In “To Beauty” Hesse prays for a classical death: “Oh mistress, will the dusky ferryman/be there to take me home?”16 In “Somewhere,” another poem of his “winter” period, Hesse dreams of death as a home, a place of permanent night where he can rest.17 Elsewhere, Hesse proposes some kind of resurrection through his poems: “My name dies with its master, / my poems will ring on.”18 However, Hesse’s surrender to death here is only a passing mood. In “First Snow” he welcomes “bitter” death because no matter “how many bitter deaths have I now died! / The wage of every death was resurrection.”19
Hesse did not permanently resolve the dynamic of death and resurrection in his work.
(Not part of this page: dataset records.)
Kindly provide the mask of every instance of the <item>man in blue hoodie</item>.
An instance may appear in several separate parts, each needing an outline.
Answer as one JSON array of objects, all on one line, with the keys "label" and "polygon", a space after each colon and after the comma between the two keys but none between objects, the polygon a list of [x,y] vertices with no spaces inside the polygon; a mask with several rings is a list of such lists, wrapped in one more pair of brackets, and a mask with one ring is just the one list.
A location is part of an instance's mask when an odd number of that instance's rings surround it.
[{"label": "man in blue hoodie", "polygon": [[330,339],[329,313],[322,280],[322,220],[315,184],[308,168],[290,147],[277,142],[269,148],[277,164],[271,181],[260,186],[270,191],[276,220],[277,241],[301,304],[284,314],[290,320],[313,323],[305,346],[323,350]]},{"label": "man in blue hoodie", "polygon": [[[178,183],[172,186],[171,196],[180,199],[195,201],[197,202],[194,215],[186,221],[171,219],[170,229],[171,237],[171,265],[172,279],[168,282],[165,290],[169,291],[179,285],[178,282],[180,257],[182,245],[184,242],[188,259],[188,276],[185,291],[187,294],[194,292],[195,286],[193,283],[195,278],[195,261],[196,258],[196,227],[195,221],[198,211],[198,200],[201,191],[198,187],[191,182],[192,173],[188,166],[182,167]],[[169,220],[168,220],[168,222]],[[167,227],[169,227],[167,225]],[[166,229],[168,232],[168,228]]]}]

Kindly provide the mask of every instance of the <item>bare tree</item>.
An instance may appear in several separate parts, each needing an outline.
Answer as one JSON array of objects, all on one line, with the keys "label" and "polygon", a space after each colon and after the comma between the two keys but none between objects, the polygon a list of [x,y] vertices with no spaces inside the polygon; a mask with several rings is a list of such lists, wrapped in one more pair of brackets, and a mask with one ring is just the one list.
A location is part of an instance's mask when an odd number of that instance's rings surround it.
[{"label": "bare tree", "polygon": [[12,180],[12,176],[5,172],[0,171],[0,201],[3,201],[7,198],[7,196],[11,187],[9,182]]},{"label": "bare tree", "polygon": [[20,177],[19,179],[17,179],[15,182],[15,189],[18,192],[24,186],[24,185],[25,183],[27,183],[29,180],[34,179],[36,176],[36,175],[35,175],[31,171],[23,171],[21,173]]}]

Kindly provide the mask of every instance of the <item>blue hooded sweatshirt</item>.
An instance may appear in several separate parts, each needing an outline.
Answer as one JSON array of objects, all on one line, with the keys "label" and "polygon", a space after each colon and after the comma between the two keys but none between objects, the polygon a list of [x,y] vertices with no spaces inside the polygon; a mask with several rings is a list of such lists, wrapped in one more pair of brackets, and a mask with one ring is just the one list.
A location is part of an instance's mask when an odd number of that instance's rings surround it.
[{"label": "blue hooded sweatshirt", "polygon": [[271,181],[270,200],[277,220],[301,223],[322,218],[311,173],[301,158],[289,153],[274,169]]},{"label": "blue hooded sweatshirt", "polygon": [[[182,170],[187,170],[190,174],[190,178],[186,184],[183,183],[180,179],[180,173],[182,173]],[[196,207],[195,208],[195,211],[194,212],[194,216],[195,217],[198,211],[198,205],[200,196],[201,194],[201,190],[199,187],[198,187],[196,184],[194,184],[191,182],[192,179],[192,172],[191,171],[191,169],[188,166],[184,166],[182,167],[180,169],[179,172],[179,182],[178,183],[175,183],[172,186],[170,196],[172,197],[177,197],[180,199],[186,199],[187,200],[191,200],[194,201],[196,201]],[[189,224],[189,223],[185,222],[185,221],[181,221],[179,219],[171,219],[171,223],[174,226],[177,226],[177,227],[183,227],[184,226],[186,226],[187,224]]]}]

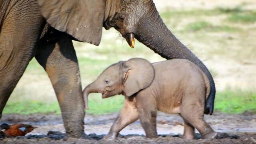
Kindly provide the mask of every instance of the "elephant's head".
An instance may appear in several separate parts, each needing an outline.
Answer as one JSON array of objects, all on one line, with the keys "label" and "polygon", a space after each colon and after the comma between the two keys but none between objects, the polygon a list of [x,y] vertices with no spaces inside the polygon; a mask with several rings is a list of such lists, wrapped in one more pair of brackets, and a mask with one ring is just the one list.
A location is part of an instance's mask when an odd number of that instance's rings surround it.
[{"label": "elephant's head", "polygon": [[204,72],[210,84],[206,114],[212,114],[214,81],[205,66],[167,28],[152,0],[38,0],[42,14],[55,28],[98,45],[102,27],[114,27],[134,46],[134,38],[167,59],[187,59]]},{"label": "elephant's head", "polygon": [[142,58],[134,58],[113,64],[84,89],[86,108],[88,108],[88,97],[90,93],[102,93],[102,98],[120,94],[130,96],[150,85],[154,77],[153,66]]}]

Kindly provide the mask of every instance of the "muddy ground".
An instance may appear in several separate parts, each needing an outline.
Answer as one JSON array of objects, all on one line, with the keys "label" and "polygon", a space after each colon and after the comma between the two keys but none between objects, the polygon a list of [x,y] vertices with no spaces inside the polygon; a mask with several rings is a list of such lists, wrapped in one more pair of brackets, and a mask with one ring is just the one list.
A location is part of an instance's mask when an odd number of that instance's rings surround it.
[{"label": "muddy ground", "polygon": [[[181,138],[183,131],[182,119],[178,115],[161,112],[158,113],[157,118],[158,138],[146,138],[140,122],[137,121],[123,130],[116,141],[109,142],[102,140],[118,115],[117,113],[100,116],[86,114],[84,119],[84,131],[91,139],[70,138],[67,140],[65,140],[65,130],[60,116],[5,115],[3,116],[0,124],[22,123],[38,128],[25,136],[0,139],[0,143],[256,144],[256,115],[250,113],[234,115],[216,112],[212,116],[205,116],[207,122],[220,133],[218,139],[212,140],[202,139],[198,131],[196,132],[196,140],[183,139]],[[55,132],[48,133],[50,131]]]}]

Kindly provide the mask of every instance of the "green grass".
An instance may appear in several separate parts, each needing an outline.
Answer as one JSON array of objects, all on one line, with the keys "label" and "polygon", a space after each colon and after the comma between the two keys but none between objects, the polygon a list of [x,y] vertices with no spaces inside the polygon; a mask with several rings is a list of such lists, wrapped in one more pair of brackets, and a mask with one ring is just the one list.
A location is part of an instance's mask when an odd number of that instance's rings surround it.
[{"label": "green grass", "polygon": [[239,32],[240,28],[227,25],[214,26],[211,23],[205,21],[199,21],[188,24],[185,28],[185,31],[197,31],[201,30],[208,32],[224,31],[228,32]]},{"label": "green grass", "polygon": [[[88,98],[89,109],[86,111],[94,115],[118,112],[122,107],[124,100],[124,97],[121,95],[103,99],[101,98],[101,94],[91,94]],[[3,113],[25,115],[35,113],[61,114],[57,102],[47,103],[31,101],[8,103]]]},{"label": "green grass", "polygon": [[212,24],[206,22],[199,21],[189,24],[185,29],[189,31],[196,31],[212,26]]},{"label": "green grass", "polygon": [[[86,112],[94,115],[119,112],[123,106],[124,97],[121,95],[102,99],[100,94],[91,94],[89,97],[89,110]],[[246,111],[256,113],[256,93],[229,89],[218,92],[216,95],[215,111],[223,113],[239,114]],[[57,102],[28,102],[8,103],[4,114],[29,114],[33,113],[60,114]]]},{"label": "green grass", "polygon": [[217,93],[215,110],[224,113],[237,114],[246,111],[256,113],[256,93],[228,89]]},{"label": "green grass", "polygon": [[229,16],[228,20],[233,22],[256,22],[256,12],[233,14]]},{"label": "green grass", "polygon": [[60,114],[57,102],[47,104],[38,102],[22,102],[8,103],[4,107],[4,114],[30,114],[34,113]]}]

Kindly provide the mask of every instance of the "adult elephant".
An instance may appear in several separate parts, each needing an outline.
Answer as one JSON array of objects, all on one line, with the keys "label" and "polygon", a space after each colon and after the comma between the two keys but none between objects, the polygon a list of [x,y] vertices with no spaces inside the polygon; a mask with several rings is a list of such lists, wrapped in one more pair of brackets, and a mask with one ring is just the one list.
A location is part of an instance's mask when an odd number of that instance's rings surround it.
[{"label": "adult elephant", "polygon": [[205,113],[212,113],[215,88],[210,72],[167,28],[152,0],[2,0],[0,24],[1,114],[35,56],[52,84],[66,135],[85,136],[80,74],[71,40],[98,45],[102,26],[114,28],[131,47],[135,37],[164,58],[186,59],[198,66],[210,85]]}]

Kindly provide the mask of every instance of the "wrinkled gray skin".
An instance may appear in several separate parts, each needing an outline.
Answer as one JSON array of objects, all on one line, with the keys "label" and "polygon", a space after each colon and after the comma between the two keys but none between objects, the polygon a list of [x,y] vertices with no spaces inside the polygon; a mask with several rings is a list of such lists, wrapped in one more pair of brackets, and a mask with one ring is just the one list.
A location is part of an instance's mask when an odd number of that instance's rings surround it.
[{"label": "wrinkled gray skin", "polygon": [[102,28],[114,27],[132,46],[133,36],[166,59],[198,66],[210,84],[205,112],[213,110],[211,74],[167,28],[152,0],[0,0],[0,118],[28,62],[47,73],[60,104],[66,135],[84,137],[80,78],[72,40],[100,44]]},{"label": "wrinkled gray skin", "polygon": [[84,90],[86,105],[91,92],[102,98],[122,94],[124,104],[104,139],[116,139],[119,132],[138,119],[146,137],[157,137],[157,110],[179,114],[184,122],[183,138],[194,138],[196,128],[204,138],[218,133],[204,120],[206,100],[210,93],[209,81],[196,65],[184,59],[168,60],[151,64],[134,58],[107,68]]}]

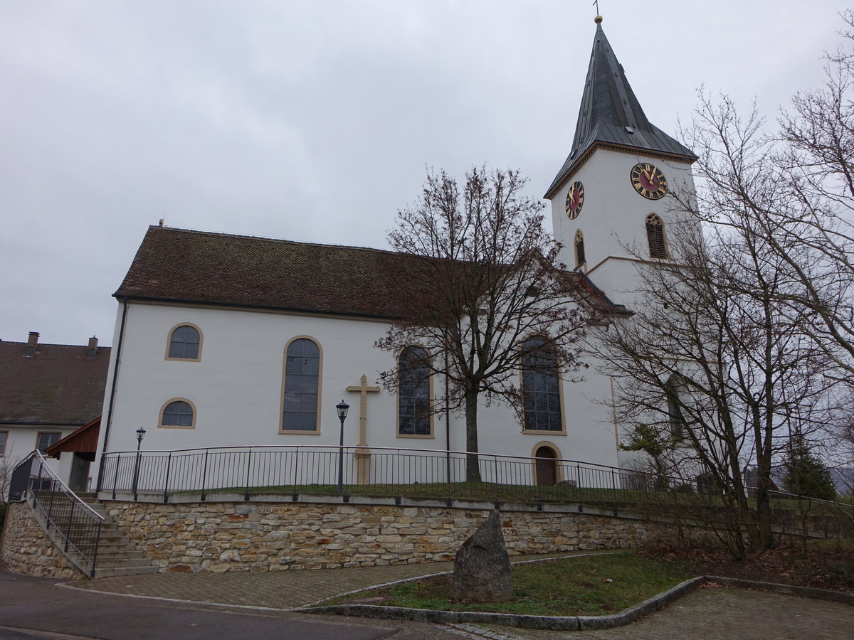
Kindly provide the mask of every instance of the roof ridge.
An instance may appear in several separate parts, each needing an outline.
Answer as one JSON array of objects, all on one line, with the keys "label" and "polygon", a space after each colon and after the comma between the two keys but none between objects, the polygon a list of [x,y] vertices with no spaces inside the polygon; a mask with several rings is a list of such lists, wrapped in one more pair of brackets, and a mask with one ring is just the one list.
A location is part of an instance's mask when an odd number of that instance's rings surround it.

But there is a poem titled “The Darkest Hours” in which he forces himself to look into “the depths of death,” and that experience “wipe[s] out what we know of consolation” and rips out the song concealed in his deepest heart. The weight of these hours, far from crushing him or sending him into a dream of resurrection, brings him into the present moment. This moment, he writes, “teaches us to be still and to be at rest / that we may ripen into poets and sages.”20
Stillness is the basic quality of Hesse’s work as poet and a sage. His mercurial shifts regarding faith and doubt are an aspect of the ability John Keats wrote that Shakespeare possessed in abundance, “negative capability,” which Keats defined as “when a man is capable of being in uncertainties, mysteries, doubts, without any irritable reaching after fact and reason.” Hesse’s lifelong courage to expose his torn heart, and the skill with which he transforms his distress into beautiful art, are themselves the wisdom of the sage that makes returning to Hesse’s poems again and again a transformative experience.
It is our hope that these translations, rendered in contemporary speech patterns and forms, will bring the beauty and sagacity of Hesse’s poetry to the English-speaking reader of the present age.